What Makes Field Research Distinct
The defining feature of field research is its setting, not its data type. Studying people, organisms, or environments where they naturally exist gives field research higher ecological validity, a term that describes how well findings reflect real-world conditions. Lab research offers tight control over variables but creates artificial situations. Field research sacrifices some of that control in exchange for studying things as they actually occur.
That tradeoff comes with specific challenges. In natural settings, researchers cannot control every variable the way they can in a lab. Uncontrolled factors that affect both the thing being studied and the outcome, known as confounders, are a persistent concern. Observer bias is another risk: the process of watching and recording information can introduce systematic errors, especially when a researcher has expectations about what they’ll find. These problems affect both qualitative and quantitative field studies, though each tradition has developed its own strategies for managing them.
How Field Research Typically Unfolds
Regardless of whether the approach is qualitative, quantitative, or mixed, field research follows a general sequence. It starts with selecting a site that fits the research question, then entering that setting and building relationships with the people or organizations involved. In qualitative work especially, this relationship-building phase is critical. Researchers need trust before they can observe authentic behavior or get honest answers in interviews.
Once in the field, researchers observe, listen, and collect data. For qualitative projects, this means detailed notes on activities, events, and interactions, followed by analysis that looks for recurring patterns and themes. Hypotheses often emerge during the research rather than being set beforehand. For quantitative projects, the instruments (surveys, sensors, structured observation checklists) are typically designed in advance, and the fieldwork centers on systematic data collection according to a predetermined plan.

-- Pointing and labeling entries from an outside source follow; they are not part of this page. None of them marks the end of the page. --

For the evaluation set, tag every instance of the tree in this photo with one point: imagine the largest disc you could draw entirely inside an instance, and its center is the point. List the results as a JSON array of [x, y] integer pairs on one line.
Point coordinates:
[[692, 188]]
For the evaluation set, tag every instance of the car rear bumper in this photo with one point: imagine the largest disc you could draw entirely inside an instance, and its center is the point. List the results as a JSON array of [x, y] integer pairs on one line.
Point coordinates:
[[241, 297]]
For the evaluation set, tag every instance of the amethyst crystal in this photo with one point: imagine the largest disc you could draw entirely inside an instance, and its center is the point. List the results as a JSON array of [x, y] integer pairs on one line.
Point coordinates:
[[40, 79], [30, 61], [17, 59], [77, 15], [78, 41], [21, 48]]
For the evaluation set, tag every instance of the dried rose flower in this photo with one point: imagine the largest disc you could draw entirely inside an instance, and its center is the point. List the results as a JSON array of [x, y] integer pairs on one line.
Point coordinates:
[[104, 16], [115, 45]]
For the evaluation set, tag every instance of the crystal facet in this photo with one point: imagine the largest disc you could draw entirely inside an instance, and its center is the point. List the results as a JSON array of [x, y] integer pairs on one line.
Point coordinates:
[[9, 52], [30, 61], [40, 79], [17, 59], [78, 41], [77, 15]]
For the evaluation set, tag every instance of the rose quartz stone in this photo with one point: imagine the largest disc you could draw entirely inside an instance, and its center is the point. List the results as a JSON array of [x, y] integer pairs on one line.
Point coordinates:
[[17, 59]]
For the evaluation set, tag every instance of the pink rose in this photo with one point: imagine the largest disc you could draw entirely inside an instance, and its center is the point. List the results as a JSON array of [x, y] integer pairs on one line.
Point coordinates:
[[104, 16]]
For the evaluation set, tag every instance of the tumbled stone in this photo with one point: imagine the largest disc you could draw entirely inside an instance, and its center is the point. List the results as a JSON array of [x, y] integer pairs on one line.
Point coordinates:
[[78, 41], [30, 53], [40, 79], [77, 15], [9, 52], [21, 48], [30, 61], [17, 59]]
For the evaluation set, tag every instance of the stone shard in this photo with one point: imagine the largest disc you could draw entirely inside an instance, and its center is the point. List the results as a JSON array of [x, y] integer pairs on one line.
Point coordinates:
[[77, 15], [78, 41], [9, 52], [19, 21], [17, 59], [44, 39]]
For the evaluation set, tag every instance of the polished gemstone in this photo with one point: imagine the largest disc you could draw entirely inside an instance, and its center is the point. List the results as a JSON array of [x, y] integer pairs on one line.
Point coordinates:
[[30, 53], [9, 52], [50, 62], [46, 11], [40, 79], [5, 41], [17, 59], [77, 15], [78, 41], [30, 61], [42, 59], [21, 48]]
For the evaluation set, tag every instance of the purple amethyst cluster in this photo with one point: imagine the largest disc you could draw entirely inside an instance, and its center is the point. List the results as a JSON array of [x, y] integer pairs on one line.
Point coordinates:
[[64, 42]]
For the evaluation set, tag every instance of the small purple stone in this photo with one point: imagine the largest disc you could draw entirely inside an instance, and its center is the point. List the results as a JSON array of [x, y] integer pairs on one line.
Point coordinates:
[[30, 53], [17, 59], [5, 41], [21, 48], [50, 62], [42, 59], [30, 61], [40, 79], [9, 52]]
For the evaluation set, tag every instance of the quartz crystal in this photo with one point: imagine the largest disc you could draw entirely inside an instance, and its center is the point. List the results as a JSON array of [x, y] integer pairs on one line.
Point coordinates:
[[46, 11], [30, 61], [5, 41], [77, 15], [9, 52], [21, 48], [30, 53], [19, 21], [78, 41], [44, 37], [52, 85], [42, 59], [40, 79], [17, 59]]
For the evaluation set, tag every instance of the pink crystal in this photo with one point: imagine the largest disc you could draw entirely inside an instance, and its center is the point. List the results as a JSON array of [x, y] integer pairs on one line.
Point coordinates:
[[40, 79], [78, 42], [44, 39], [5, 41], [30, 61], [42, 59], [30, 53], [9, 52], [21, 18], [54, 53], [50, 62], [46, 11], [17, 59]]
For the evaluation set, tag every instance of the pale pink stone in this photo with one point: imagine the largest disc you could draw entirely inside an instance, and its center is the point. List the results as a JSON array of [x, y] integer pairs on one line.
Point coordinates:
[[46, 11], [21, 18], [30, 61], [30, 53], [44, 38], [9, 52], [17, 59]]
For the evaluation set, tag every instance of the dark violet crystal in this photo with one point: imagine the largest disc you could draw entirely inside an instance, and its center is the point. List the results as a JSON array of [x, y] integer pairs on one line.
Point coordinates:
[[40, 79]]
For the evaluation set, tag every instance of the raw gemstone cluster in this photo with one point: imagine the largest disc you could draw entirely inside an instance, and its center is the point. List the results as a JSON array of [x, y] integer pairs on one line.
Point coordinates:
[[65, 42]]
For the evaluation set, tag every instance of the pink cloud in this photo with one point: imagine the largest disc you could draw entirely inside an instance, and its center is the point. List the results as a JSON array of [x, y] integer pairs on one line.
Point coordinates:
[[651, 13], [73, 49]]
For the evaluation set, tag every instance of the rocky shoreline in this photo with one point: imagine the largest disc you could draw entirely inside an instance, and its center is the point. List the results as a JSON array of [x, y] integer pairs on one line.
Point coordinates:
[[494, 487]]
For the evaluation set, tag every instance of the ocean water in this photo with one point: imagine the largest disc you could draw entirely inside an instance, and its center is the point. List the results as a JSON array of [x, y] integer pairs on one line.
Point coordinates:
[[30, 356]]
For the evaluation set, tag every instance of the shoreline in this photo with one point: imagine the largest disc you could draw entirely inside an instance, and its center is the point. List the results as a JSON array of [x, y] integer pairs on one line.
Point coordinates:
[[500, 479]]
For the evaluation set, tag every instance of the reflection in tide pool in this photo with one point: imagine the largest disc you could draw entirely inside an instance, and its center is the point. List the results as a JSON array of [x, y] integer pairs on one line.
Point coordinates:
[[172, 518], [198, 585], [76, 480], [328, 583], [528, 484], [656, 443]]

Both paths end with analysis and interpretation, but they look very different in practice. Qualitative field researchers code narratives and group observations into theoretical categories. Quantitative field researchers run statistical analyses on their numerical data. Mixed methods researchers do both, often in a deliberate sequence where one type of analysis informs the next.
Choosing the Right Approach
The research question determines which type of field research makes sense. Questions about frequency, magnitude, or cause and effect lean quantitative. How many species live in this habitat? Does this intervention reduce infection rates? These need numbers. Questions about meaning, experience, or process lean qualitative. How do immigrants navigate the healthcare system? What does daily life look like for long-haul truckers? These need observation and conversation.
Many real-world questions benefit from both. If you’re reading a study and trying to classify it, look at the data rather than the setting. Numbers, scales, and statistical tests signal quantitative work. Narratives, themes, and direct quotes signal qualitative work. The fact that researchers collected it outside a lab is what makes it field research, and that label applies equally to both traditions.